How can I divide two numpy matrices A and B in python when sometimes the two matrices will have 0 on the same cell?

Basically A[i,j]>=B[i,j] for all i , j . I need to calculate C=A/B . But sometimes A[i,j]==B[i,j]==0 . And when this happens I need A[i,j]/B[i,j] to be defined as 0.

Is there a simple pythonic way other than going through all the indexes?

Answer 1

You can use the where argument for ufuncs like np.true_divide :

np.true_divide(A, B, where=(A!=0) | (B!=0))

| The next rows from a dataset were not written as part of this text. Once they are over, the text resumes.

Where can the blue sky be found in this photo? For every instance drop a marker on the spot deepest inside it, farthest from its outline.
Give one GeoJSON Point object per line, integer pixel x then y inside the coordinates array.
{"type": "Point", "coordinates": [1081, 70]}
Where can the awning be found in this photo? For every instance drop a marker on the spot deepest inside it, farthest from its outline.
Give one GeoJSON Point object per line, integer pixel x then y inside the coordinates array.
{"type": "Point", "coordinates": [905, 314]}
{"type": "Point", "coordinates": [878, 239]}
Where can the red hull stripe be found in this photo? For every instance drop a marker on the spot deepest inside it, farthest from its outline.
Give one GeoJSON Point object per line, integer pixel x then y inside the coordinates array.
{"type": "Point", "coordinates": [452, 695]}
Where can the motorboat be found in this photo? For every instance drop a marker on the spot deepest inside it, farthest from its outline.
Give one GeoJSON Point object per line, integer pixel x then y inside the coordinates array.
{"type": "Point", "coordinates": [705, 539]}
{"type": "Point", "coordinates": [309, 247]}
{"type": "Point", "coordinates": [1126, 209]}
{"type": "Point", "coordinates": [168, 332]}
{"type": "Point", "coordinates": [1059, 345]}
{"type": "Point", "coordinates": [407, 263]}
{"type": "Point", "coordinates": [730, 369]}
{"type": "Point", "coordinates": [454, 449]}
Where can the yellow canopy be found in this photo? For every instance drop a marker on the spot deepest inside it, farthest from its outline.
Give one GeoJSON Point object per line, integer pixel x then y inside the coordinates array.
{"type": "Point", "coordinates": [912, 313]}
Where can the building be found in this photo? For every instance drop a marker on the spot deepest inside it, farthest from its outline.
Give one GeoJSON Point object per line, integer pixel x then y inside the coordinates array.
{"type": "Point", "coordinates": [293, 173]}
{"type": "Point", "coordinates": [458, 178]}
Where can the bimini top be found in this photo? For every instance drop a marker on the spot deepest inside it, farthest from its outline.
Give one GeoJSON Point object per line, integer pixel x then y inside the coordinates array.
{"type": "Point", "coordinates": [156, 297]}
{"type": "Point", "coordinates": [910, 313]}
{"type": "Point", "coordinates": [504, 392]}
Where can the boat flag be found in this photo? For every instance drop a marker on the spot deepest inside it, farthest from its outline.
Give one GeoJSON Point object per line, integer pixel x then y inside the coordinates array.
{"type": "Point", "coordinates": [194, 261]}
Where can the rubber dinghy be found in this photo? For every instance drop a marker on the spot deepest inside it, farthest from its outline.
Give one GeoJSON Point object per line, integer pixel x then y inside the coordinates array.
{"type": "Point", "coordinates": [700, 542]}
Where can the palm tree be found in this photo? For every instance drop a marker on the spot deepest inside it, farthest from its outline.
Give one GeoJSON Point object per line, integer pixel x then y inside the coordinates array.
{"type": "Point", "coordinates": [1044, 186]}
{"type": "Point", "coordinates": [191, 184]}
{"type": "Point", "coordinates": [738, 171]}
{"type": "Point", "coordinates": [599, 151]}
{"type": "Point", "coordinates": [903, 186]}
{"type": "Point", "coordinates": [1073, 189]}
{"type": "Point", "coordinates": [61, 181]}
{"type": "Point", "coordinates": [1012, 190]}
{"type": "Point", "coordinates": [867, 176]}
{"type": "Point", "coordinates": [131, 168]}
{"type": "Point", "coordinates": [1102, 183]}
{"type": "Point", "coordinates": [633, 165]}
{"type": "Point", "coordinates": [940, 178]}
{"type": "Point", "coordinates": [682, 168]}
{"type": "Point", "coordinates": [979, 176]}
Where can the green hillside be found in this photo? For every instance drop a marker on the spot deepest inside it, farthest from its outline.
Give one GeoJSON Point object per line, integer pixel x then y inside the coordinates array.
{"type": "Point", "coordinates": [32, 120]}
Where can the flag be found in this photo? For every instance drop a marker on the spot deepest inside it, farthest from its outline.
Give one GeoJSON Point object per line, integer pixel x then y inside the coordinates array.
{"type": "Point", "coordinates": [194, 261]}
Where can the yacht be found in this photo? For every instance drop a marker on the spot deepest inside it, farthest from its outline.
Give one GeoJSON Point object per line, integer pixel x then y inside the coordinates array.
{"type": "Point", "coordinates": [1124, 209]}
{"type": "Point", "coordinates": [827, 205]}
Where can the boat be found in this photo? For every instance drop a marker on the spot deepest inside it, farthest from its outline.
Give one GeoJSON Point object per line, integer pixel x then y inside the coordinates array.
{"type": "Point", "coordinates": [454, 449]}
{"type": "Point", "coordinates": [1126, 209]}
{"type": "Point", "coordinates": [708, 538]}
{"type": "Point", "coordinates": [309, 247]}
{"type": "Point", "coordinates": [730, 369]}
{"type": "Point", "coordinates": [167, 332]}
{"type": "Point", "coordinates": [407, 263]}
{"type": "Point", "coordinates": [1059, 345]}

In case you have no negative values (as stated in the comments) and A >= B for each element (as stated in the question) you can simplify this to:

np.true_divide(A, B, where=(A!=0))

because A[i, j] == 0 implies B[i, j] == 0 .

---

For example:

import numpy as np
A = np.random.randint(0, 3, (4, 4))
B = np.random.randint(0, 3, (4, 4))
print(A)
print(B)
print(np.true_divide(A, B, where=(A!=0) | (B!=0)))

[[1 0 2 1]
 [1 0 0 0]
 [2 1 0 0]
 [2 2 0 2]]

[[1 0 1 1]
 [2 2 1 2]
 [2 1 0 1]
 [2 0 1 2]]

[[ 1.   0.   2.   1. ]
 [ 0.5  0.   0.   0. ]
 [ 1.   1.   0.   0. ]
 [ 1.   inf  0.   1. ]]

---

As alternative: Just replace nan s after the division:

C = A / B          # may print warnings, suppress them with np.seterrstate if you want
C[np.isnan(C)] = 0

Answer 2

You could use a mask with np.where to choose between such a case of A and B being both zeros and otherwise and put out 0 or an elementwise division respectively -

from __future__ import division # For Python 2.x

mask = (A == B) & (A==0)
C = np.where(mask, 0, A/B)

About the mask creation : (A==B) would be the mask of all elements that are equal between A and B and with (A==0) we have a mask of all elements that are zero in A . Thus, with a combined mask of (A == B) & (A==0) , we have mask of places where both A and B are zeros. A more simpler version to do the same task and maybe easier to understand would be to check for zeros in both A and B and it would be :

mask = (A==0) & (B==0)

About the use of np.where , its syntax is :

C = np.where(mask, array1, array2)

ie we would select elements for assinging into C based on the mask. If the corresponding mask element is True , we pick the corresponding element from array1 , else from array2 . This is done on elementwise level and thus, we have the output C .

Sample run -

In [48]: A
Out[48]: 
array([[4, 1, 4, 0, 3],
       [0, 4, 1, 4, 3],
       [1, 0, 0, 4, 0]])

In [49]: B
Out[49]: 
array([[4, 2, 2, 1, 4],
       [2, 1, 2, 4, 2],
       [4, 0, 2, 0, 3]])

In [50]: mask = (A == B) & (A==0)

In [51]: np.where(mask, 0, A/B)
Out[51]: 
array([[ 1.  ,  0.5 ,  2.  ,  0.  ,  0.75],
       [ 0.  ,  4.  ,  0.5 ,  1.  ,  1.5 ],
       [ 0.25,  0.  ,  0.  ,   inf,  0.  ]])